Eurostar - prebook or not?
 
When you travel as I do (several months at a time, on the move for all of it) it is difficult to prebook things like accommodation, Eurostar etc because I can never be absolutely certain exactly which day I'll be anywhere. Yes I plan fairly detailed itineraries, but I tend to regard them as things to depart from as much as to adhere to. (The theory being that at least with an itinerary, any decision to vary it is a better informed one than if I had no plan at all).

Hence my question: is it possible - and would you recommend - turning up at the London Eurostar terminal on a weekday in September, hoping to pick up 2 tickets to Paris at a reasonable price? Or would you advise me to commit myself to a date and prebook?

Last time (travelling in the opposite direction, Paris-London) I compromised between the 2 options. Efforts to prebook before I left home, yielded only prices I wasn't prepared to pay. About a week before I was due to cross I called in to a travel agent in Chartres & she was able to get me a ticket for 1/3rd of the price I'd been able to find on the internet 6-8 weeks earlier.

I could hope to repeat this serendipitous experience I suppose, but I'd be interested in hearing the views of other more experienced travellers on this forum. Thanks.
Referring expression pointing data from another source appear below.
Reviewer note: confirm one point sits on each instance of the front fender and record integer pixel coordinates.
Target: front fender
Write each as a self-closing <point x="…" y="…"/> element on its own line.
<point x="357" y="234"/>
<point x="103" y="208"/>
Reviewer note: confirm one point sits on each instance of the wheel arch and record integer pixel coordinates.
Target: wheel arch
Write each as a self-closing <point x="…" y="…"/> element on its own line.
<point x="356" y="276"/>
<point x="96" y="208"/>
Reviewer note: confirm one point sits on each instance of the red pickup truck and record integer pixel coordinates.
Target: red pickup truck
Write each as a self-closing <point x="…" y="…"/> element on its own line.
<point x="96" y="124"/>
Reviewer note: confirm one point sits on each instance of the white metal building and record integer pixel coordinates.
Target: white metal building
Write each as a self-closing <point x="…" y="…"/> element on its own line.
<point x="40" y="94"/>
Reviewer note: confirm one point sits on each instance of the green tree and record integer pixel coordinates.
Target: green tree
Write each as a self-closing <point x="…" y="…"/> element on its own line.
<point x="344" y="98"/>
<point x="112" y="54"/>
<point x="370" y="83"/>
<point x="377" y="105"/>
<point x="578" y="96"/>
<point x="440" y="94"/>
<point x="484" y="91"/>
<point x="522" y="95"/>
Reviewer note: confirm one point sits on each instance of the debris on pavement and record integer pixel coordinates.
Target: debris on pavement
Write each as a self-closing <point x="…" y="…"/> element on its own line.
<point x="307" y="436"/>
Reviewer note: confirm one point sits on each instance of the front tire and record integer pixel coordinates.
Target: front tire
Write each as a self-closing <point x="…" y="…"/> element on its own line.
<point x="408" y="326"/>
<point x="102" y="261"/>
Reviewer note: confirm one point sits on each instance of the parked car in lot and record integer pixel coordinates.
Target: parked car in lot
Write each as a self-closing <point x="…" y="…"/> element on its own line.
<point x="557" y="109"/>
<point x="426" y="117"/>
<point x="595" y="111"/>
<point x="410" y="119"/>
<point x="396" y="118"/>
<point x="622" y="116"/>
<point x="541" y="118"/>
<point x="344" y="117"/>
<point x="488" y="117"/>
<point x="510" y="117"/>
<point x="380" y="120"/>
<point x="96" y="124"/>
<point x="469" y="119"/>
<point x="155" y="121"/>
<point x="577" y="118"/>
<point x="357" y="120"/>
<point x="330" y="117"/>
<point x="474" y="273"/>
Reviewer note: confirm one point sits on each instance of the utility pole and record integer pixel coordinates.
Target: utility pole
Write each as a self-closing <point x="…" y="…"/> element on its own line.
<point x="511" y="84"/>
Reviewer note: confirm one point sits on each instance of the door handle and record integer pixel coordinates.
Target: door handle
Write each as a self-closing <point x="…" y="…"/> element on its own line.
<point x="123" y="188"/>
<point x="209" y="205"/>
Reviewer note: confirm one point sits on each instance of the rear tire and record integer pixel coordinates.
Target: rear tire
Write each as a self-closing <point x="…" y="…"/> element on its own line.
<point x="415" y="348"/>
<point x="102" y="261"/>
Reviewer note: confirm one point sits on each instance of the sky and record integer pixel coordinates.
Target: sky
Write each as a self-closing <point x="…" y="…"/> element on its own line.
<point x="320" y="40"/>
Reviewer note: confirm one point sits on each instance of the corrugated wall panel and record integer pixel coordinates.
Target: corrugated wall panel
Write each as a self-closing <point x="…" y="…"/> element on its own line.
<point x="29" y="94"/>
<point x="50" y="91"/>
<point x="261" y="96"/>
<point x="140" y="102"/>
janisj Nov 3rd, 2007 07:36 PM

Your earlier experience would be unusual - usually the farther ahead you book the better the fares. Much like airfares - the best deals have limited availability and sell out. The more flexible w/ dates and times the better chance of getting a cheap fare.
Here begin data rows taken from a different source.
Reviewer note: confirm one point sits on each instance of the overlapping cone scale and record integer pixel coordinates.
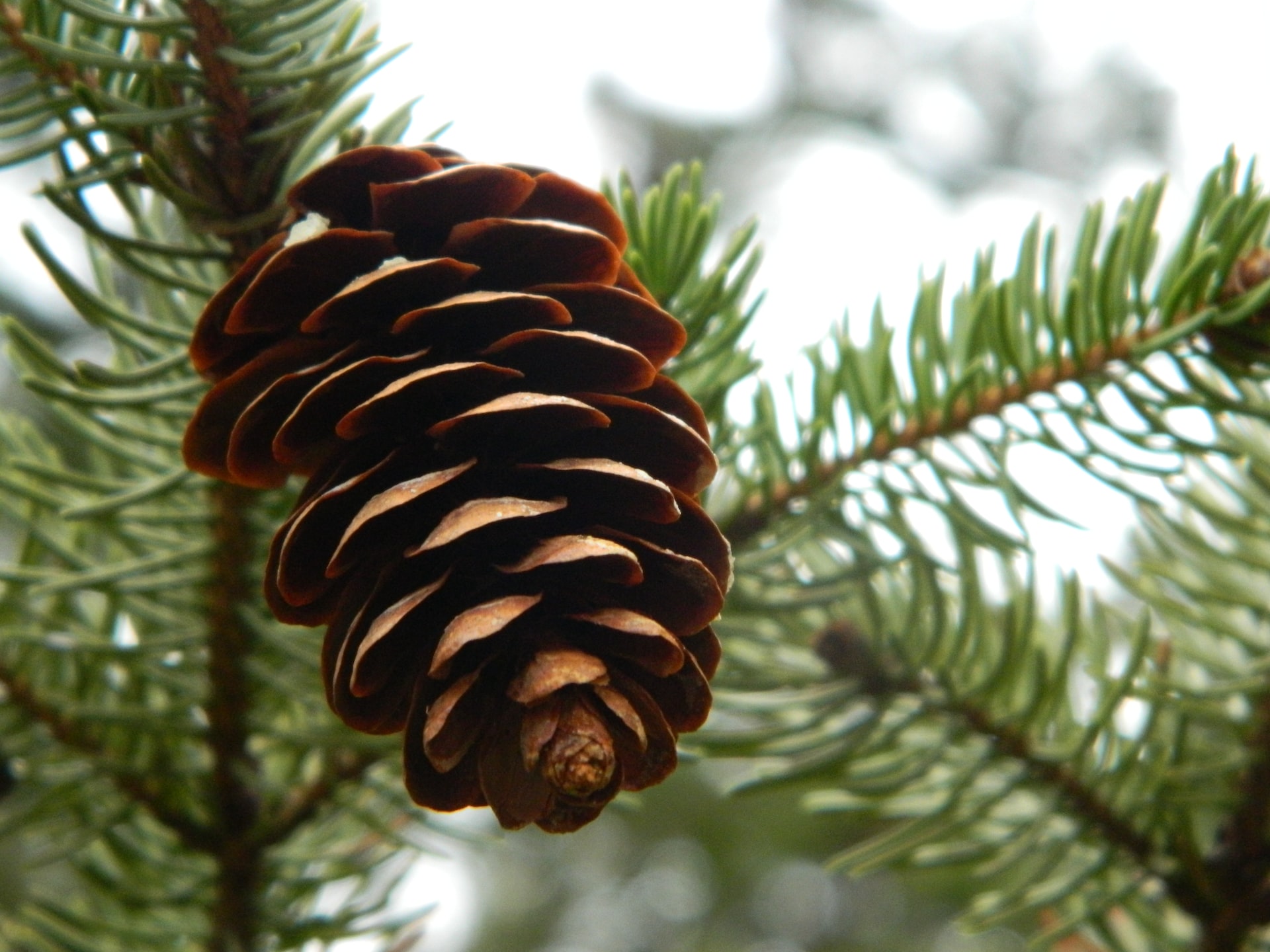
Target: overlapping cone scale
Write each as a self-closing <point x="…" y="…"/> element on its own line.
<point x="499" y="526"/>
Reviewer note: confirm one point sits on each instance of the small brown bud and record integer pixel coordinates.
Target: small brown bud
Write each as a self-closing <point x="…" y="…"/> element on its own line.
<point x="1249" y="340"/>
<point x="843" y="648"/>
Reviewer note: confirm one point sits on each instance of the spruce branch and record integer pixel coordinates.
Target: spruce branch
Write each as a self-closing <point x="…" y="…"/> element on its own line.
<point x="71" y="733"/>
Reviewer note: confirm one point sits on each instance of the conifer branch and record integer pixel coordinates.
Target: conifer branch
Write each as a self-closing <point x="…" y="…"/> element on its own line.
<point x="1083" y="800"/>
<point x="64" y="73"/>
<point x="232" y="107"/>
<point x="239" y="856"/>
<point x="73" y="734"/>
<point x="302" y="807"/>
<point x="761" y="510"/>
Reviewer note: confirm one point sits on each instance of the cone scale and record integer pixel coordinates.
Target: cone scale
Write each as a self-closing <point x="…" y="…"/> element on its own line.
<point x="501" y="527"/>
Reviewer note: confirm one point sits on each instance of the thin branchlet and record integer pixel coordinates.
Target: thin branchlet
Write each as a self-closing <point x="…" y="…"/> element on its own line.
<point x="762" y="509"/>
<point x="145" y="791"/>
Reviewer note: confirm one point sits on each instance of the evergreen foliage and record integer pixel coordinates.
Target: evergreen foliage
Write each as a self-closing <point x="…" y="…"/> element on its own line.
<point x="1099" y="763"/>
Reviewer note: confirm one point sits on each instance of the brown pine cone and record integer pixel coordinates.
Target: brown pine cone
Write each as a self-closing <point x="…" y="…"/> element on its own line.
<point x="499" y="526"/>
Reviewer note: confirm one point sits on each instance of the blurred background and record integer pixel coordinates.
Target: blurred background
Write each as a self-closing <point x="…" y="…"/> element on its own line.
<point x="875" y="141"/>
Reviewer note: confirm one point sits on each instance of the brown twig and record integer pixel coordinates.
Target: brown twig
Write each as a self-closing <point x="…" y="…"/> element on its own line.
<point x="235" y="774"/>
<point x="12" y="24"/>
<point x="305" y="803"/>
<point x="142" y="790"/>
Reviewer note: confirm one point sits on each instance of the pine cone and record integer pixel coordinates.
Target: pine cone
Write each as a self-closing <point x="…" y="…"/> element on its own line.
<point x="499" y="526"/>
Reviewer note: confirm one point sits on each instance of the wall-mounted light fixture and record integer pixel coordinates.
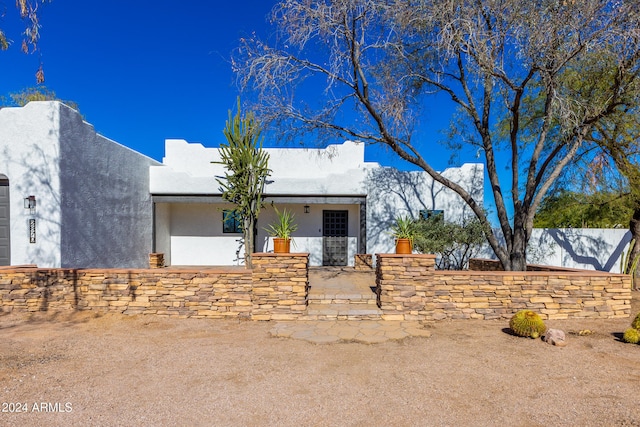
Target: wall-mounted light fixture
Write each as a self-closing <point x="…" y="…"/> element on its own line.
<point x="30" y="202"/>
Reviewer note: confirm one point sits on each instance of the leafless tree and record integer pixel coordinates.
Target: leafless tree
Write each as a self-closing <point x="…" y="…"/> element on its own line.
<point x="507" y="64"/>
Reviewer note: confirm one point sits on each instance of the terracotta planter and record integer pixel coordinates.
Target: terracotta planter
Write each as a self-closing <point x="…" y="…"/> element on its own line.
<point x="281" y="246"/>
<point x="404" y="246"/>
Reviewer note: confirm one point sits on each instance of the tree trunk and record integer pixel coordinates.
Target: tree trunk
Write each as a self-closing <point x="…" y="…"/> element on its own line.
<point x="518" y="253"/>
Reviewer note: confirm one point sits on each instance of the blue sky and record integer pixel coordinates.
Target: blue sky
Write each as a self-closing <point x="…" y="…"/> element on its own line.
<point x="144" y="71"/>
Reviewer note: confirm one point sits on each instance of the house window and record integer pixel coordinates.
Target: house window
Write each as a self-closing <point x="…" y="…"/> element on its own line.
<point x="431" y="213"/>
<point x="231" y="222"/>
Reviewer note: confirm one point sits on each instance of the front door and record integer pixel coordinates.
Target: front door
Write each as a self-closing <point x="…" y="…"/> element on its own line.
<point x="334" y="233"/>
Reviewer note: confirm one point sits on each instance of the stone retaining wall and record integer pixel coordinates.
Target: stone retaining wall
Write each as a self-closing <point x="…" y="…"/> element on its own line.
<point x="276" y="289"/>
<point x="409" y="288"/>
<point x="477" y="264"/>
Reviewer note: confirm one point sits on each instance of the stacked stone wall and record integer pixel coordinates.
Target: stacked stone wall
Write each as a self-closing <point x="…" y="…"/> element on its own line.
<point x="409" y="289"/>
<point x="276" y="289"/>
<point x="280" y="286"/>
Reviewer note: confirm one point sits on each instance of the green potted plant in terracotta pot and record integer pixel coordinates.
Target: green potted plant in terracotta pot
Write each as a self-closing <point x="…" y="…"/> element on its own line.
<point x="281" y="230"/>
<point x="404" y="231"/>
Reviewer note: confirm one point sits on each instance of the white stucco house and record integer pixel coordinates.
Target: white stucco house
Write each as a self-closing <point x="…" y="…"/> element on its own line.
<point x="343" y="205"/>
<point x="91" y="194"/>
<point x="100" y="204"/>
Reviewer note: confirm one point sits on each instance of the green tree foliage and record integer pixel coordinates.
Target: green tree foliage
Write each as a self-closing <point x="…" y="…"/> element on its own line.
<point x="247" y="169"/>
<point x="29" y="12"/>
<point x="381" y="60"/>
<point x="454" y="243"/>
<point x="569" y="209"/>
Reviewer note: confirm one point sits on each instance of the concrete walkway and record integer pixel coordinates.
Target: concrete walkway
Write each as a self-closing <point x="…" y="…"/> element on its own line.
<point x="362" y="331"/>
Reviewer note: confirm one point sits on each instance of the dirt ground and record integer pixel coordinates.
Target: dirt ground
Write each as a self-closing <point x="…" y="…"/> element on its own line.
<point x="123" y="370"/>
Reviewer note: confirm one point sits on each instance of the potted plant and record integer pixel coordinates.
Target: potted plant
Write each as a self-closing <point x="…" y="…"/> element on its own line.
<point x="404" y="232"/>
<point x="281" y="230"/>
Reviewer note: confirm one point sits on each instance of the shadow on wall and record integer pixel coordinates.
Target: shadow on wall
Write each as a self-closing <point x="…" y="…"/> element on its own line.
<point x="38" y="172"/>
<point x="393" y="193"/>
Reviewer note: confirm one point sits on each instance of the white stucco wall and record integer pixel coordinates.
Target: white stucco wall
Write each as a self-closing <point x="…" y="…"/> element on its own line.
<point x="584" y="248"/>
<point x="337" y="169"/>
<point x="30" y="158"/>
<point x="107" y="214"/>
<point x="93" y="203"/>
<point x="300" y="177"/>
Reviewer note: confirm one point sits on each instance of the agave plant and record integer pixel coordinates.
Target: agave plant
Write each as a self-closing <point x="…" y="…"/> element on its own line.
<point x="284" y="226"/>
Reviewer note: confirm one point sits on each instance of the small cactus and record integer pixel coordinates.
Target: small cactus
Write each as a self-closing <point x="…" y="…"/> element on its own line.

Last minute or walk-up fares will usually be very high.

flanneruk Nov 4th, 2007 01:41 AM

Eurostar organise their pricing in the way airlines do, at any rate on flights between really major cities.
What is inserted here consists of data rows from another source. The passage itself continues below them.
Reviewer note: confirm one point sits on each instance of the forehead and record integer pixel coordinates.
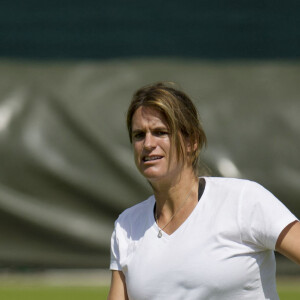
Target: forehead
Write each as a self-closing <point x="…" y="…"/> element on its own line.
<point x="148" y="116"/>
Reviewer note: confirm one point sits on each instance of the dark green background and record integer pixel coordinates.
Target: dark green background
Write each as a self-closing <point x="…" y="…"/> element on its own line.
<point x="92" y="29"/>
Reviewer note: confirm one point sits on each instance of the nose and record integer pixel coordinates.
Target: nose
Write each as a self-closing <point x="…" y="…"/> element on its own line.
<point x="149" y="142"/>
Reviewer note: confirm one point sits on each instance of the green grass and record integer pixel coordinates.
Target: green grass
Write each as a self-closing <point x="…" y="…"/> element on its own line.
<point x="286" y="290"/>
<point x="53" y="293"/>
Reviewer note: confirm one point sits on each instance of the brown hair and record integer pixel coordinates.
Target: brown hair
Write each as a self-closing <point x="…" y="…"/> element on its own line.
<point x="180" y="113"/>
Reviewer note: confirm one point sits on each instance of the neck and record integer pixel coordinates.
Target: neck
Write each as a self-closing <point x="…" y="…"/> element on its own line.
<point x="171" y="195"/>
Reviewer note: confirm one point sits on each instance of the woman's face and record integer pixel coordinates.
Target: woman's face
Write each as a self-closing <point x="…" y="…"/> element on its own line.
<point x="152" y="145"/>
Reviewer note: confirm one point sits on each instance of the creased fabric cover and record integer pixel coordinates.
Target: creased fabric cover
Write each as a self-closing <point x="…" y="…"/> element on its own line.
<point x="67" y="168"/>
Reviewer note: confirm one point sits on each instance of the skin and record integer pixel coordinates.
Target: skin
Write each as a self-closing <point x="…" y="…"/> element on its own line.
<point x="171" y="182"/>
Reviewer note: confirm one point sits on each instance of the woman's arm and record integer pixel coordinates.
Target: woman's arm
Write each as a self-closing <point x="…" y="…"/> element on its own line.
<point x="118" y="287"/>
<point x="288" y="242"/>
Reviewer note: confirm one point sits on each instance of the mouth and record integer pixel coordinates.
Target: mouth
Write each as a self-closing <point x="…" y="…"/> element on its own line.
<point x="151" y="158"/>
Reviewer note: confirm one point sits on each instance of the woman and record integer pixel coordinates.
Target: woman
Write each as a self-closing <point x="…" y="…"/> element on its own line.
<point x="195" y="238"/>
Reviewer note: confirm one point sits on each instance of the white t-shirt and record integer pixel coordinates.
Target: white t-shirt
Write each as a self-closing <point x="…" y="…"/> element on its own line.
<point x="224" y="249"/>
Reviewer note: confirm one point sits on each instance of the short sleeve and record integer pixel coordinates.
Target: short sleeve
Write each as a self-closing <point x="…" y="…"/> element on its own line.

Most people booking within a week or so of travel are spending someone else's money on getting to a meeting they can't influence the timing of very much. So their company gets charged the most Eurostar can get away with. Between London and Paris, this often affects even weekend travel, since there's then a substantial "let's go to Paris for lunch tomorrow, darling" segment for whom £150 return each is still a lot cheaper than buying an inferior meal in London.

Occasionally, something goes wrong in the market, and some discounted fares go on sale at shortish notice. Never at the station or on the day, but advertised through newspaper promotions, or through specialist agencies - which is what you found.

My experience recently is that four weeks before travel tends to be the cutoff point, after which discount Eurostar prices are impossible to find. Others might have different experience. But don't even dream of leaving till the day of, or before, travel unless Eurostar adpots a totally different policy

twoflower Nov 4th, 2007 06:37 PM

Thanks for that tip, flanneruk. Eurostar won't except bookings more than 120 days out anyway, but based on your advice I'll leave it till 4-8 weeks out (by which time I'll have my airfares and car hire dates sorted anyway).